Wattwurm im Venusjahr ...
Ein Gedicht von
Annelie Kelch
Um wie viel friedlicher wäre das Leben,
würden ins Tuch der Nacht nicht allein Mond
und Sterne, sondern auch Gewaltlosigkeit gewebt,
und hätte das Kleid des Tages Taschen, darin genügend
Brot und Früchte Platz fänden für die Ärmsten dieser Welt.
… wenn nimmer Vertrauen zerstört und
nimmer abgerechnet würd Aug um Aug
und Zahn um Zahn … und wenn es Schiffe gäbe,
die unser Fernweh jederzeit von jedem Ufer aus
in ferne Länder trügen, wo ich dich niemals gegen
einen anderen Menschen eintauschen wollt ...

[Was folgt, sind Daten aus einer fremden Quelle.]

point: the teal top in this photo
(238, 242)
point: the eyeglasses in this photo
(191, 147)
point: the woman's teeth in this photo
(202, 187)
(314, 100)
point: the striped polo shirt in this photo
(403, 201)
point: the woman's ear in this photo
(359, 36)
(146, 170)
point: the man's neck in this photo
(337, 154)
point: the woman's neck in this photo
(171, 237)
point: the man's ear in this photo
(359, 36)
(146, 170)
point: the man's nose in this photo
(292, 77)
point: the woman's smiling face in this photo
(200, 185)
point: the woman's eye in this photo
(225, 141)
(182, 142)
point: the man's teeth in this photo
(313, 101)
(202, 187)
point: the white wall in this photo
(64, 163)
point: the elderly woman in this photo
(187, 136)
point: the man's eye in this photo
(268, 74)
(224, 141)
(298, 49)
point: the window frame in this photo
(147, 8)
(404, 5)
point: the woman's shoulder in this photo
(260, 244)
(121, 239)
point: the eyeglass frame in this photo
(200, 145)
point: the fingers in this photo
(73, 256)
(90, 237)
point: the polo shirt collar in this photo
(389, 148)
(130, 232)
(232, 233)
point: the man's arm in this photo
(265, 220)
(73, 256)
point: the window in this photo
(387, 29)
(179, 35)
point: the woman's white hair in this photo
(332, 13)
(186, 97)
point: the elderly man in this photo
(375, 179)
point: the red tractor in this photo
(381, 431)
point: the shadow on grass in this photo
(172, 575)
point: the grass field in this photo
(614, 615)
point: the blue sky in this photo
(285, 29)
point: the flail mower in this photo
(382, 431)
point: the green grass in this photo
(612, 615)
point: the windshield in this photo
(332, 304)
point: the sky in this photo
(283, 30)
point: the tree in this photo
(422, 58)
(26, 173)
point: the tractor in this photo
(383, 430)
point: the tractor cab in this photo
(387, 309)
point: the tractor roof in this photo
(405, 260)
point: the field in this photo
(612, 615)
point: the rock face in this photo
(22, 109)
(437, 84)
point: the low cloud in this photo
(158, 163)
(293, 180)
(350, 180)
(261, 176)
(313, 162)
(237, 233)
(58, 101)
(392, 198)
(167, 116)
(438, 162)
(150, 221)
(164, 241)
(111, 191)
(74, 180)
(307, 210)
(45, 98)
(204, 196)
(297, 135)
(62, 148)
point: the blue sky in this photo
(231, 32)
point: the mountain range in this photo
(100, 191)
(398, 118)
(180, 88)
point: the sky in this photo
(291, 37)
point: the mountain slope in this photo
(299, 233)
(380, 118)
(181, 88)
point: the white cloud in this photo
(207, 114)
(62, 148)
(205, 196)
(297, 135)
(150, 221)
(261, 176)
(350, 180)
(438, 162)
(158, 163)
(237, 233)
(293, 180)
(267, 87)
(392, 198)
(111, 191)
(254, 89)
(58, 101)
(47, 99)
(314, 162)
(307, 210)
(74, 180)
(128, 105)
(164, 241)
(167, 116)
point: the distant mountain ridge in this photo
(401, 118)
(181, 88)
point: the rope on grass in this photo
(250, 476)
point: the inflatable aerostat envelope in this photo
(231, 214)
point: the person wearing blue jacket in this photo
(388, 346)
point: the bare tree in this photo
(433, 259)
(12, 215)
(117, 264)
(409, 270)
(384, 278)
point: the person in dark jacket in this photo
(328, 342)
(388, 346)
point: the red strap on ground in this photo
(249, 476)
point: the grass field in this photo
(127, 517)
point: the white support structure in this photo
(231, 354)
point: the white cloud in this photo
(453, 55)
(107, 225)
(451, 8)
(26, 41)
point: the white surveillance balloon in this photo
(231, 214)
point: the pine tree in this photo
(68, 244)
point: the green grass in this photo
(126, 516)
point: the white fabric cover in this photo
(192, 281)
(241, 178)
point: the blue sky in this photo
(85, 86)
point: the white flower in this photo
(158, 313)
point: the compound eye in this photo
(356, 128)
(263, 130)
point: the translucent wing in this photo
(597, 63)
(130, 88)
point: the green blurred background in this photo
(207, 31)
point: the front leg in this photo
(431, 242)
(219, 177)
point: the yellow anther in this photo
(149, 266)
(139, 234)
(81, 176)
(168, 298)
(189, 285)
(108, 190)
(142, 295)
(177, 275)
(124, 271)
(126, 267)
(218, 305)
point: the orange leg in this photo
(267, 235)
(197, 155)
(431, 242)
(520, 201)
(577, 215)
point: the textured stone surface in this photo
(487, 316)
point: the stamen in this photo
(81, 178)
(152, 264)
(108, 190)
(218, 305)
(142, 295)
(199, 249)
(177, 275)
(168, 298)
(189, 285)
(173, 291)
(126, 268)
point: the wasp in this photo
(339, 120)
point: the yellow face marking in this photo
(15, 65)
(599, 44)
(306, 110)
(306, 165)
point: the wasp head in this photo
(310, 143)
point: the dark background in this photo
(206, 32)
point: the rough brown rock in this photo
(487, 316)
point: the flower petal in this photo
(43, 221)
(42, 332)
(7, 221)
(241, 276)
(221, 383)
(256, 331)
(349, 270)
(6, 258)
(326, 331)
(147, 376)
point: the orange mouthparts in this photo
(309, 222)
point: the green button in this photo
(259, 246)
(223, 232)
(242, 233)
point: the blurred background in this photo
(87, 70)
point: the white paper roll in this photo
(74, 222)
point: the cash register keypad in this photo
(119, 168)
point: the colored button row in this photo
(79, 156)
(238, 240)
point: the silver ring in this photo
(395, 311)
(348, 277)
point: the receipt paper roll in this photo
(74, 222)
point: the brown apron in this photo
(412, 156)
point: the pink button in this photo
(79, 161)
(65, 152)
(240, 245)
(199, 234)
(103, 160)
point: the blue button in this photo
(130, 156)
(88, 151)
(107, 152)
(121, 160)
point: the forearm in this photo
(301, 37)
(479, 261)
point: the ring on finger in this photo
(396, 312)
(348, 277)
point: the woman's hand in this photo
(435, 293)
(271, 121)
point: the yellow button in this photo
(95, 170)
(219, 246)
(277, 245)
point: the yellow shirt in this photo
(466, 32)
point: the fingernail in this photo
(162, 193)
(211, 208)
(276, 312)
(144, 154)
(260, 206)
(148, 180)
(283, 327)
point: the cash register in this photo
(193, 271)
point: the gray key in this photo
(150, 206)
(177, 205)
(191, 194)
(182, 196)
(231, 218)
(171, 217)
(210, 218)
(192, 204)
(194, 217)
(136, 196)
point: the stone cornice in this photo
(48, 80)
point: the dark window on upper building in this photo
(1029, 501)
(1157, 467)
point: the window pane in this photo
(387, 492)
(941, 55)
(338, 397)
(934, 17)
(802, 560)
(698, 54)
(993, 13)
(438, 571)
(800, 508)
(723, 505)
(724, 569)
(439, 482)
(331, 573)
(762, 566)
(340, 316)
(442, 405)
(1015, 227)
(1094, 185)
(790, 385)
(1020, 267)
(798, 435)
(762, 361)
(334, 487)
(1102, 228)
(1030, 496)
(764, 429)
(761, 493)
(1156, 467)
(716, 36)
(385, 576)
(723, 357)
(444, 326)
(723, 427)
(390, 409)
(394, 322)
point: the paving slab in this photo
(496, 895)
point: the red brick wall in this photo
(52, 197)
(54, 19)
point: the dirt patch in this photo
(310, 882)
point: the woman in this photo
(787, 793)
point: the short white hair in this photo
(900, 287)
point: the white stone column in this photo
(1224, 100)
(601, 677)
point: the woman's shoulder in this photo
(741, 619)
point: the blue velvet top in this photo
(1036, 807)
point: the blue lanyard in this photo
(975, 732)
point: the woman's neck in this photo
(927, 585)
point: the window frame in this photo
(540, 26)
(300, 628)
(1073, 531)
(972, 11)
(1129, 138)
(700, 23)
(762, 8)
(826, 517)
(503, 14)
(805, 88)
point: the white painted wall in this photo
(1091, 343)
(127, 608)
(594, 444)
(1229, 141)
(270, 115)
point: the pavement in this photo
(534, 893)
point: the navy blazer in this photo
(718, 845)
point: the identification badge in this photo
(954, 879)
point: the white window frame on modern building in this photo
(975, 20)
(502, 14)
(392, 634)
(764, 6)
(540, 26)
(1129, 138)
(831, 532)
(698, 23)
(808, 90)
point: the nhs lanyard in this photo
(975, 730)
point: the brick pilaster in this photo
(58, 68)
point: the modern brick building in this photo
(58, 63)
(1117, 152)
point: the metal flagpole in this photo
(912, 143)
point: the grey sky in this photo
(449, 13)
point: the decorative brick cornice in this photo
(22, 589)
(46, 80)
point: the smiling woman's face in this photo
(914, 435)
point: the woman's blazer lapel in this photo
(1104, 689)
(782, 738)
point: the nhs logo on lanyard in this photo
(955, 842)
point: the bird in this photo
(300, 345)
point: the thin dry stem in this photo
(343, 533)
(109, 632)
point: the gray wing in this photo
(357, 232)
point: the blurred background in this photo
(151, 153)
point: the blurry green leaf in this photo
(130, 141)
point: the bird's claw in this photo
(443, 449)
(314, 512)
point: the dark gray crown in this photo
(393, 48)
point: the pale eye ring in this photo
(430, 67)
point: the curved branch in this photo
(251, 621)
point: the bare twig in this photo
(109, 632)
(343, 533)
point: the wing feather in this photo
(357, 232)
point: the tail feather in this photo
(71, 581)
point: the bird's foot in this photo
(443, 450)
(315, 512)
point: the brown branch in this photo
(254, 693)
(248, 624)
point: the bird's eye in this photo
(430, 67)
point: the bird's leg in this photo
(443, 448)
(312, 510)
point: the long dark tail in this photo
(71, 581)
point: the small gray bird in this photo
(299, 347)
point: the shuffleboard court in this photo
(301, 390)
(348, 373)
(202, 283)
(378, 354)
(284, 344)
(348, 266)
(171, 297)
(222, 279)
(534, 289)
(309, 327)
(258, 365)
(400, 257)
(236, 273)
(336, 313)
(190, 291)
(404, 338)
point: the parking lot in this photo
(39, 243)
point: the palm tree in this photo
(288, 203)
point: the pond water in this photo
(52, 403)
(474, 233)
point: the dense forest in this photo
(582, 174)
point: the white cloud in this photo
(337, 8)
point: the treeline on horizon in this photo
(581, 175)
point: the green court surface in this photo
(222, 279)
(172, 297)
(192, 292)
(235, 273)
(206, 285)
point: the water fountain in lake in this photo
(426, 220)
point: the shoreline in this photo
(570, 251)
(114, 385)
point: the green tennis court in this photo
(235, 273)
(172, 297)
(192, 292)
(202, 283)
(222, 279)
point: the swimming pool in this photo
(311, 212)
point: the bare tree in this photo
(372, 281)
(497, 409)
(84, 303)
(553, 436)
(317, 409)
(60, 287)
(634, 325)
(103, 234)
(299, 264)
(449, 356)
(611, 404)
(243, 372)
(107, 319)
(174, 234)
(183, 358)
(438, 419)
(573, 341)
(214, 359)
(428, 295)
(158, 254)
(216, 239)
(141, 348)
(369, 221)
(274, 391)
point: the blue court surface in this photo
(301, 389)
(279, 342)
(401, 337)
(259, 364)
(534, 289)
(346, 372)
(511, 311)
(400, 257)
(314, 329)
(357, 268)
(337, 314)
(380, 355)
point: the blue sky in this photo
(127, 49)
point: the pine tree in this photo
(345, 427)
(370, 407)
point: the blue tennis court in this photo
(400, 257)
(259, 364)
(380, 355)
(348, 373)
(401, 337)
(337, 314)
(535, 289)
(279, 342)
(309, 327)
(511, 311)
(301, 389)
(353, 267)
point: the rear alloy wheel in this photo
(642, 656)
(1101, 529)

selbst dann nicht, wenn Katzen dir explizit aus dem Weg
schlichen und sämtliche Tauben auf dem Markusplatz
wegen dir in Gelächter ausbrächen oder dich gar die
Lepra befallen sollt in Brasilien oder Indien, wo
sie noch immer lebhaft wuchert und schuppt.
Wie die Prophetenbücher und Psalmen im
Alten Testament will ich dich ehren auch dann,
wenn du keinen Deut drauf gäbest und ungläubig
wärst wie ein Neandertaler, obwohl jene ihre
Toten liebevoll und mit Beigaben bestattet haben:
Blumen, Nahrungsmittel, Schmuck – und Waffen
gegen wilde Tiere und handgreifliche Kränkungen
des todbringenden Gevatters post mortem.
Gib acht, mein Lieb, lass dich nicht fallen auf jenen Stuhl,
den das Leben fürs Glück hingestellt hat und erinnere dich:
Wir leben im Jahrhundert der Biologie und im Jahr
der Liebe und Harmonie (Venusjahr).
O Biologie, o Leben … Viren im Doppelpack: Mimi-
und Mamaviren* … Und Fragen … So viele Fragen ...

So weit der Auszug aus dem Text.